Born in Philadelphia and largely raised in Montreal, he received his BA. in Art History from McGill University, and then did his graduate work at the Institute of Fine Arts, New York University. While there he wrote the essay, "High and Low: On Picasso and Caricature" which David Cottington recently called "a seminal article" in Cubist studies. In 1990, he collaborated with Kirk Varnedoe on the exhibition "High & Low: Modern Art and Popular Culture," and co-wrote and the book of the same name, which Robert Hughes called "the indispensable text on its subject."

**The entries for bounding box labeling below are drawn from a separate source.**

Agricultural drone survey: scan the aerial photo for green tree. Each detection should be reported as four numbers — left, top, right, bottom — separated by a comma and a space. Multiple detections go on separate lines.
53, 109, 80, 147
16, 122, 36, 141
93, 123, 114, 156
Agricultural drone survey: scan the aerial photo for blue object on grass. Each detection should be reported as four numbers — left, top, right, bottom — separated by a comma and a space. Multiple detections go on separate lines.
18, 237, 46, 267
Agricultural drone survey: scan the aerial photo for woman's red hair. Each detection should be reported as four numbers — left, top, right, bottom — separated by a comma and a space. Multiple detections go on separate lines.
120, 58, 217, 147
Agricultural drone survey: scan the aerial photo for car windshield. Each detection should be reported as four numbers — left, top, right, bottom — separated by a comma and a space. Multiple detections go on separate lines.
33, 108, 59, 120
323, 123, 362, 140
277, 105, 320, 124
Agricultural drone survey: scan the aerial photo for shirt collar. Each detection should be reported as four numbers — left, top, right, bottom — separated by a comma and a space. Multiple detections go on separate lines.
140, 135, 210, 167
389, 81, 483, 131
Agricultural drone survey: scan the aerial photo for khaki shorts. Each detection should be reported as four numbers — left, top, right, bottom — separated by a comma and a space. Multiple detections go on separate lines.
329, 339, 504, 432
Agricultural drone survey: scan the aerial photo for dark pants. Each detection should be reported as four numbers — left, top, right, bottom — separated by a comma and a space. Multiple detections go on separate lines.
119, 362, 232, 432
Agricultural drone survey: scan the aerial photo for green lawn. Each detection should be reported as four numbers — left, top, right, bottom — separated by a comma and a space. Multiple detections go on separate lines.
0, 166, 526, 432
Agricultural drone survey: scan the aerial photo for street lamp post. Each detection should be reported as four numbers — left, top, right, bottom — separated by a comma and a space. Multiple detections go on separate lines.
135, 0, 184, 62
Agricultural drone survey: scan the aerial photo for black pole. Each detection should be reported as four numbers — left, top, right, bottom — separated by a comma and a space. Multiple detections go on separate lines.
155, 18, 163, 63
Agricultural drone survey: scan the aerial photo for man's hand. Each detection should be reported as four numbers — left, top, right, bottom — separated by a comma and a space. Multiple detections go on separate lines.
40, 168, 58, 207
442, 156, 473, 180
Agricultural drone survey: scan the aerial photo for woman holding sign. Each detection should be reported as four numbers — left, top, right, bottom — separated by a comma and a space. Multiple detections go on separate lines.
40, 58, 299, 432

The New Yorker's art critic from 1987 to 1995, he left in that year to live and write in Paris. His expanded collection of his essays from Paris, Paris To The Moon appeared in 2000, was called by the New York Times "the finest book on France in recent years," and became a nationwide best-seller. He also wrote in Paris an adventure novel -- "not so much for children of all ages as for adults of any condition"-- entitled The King In The Window, which was published in 2005, and which the Journal of Fantasy & Science Fiction called "a spectacularly fine children's novel--children's literature of the highest order, which means literature of the highest order." He still often writes from Paris for The New Yorker, has edited the anthology Americans In Paris for the Library of America, and has written introductions to new editions of the works of Maupassant, Balzac and Proust.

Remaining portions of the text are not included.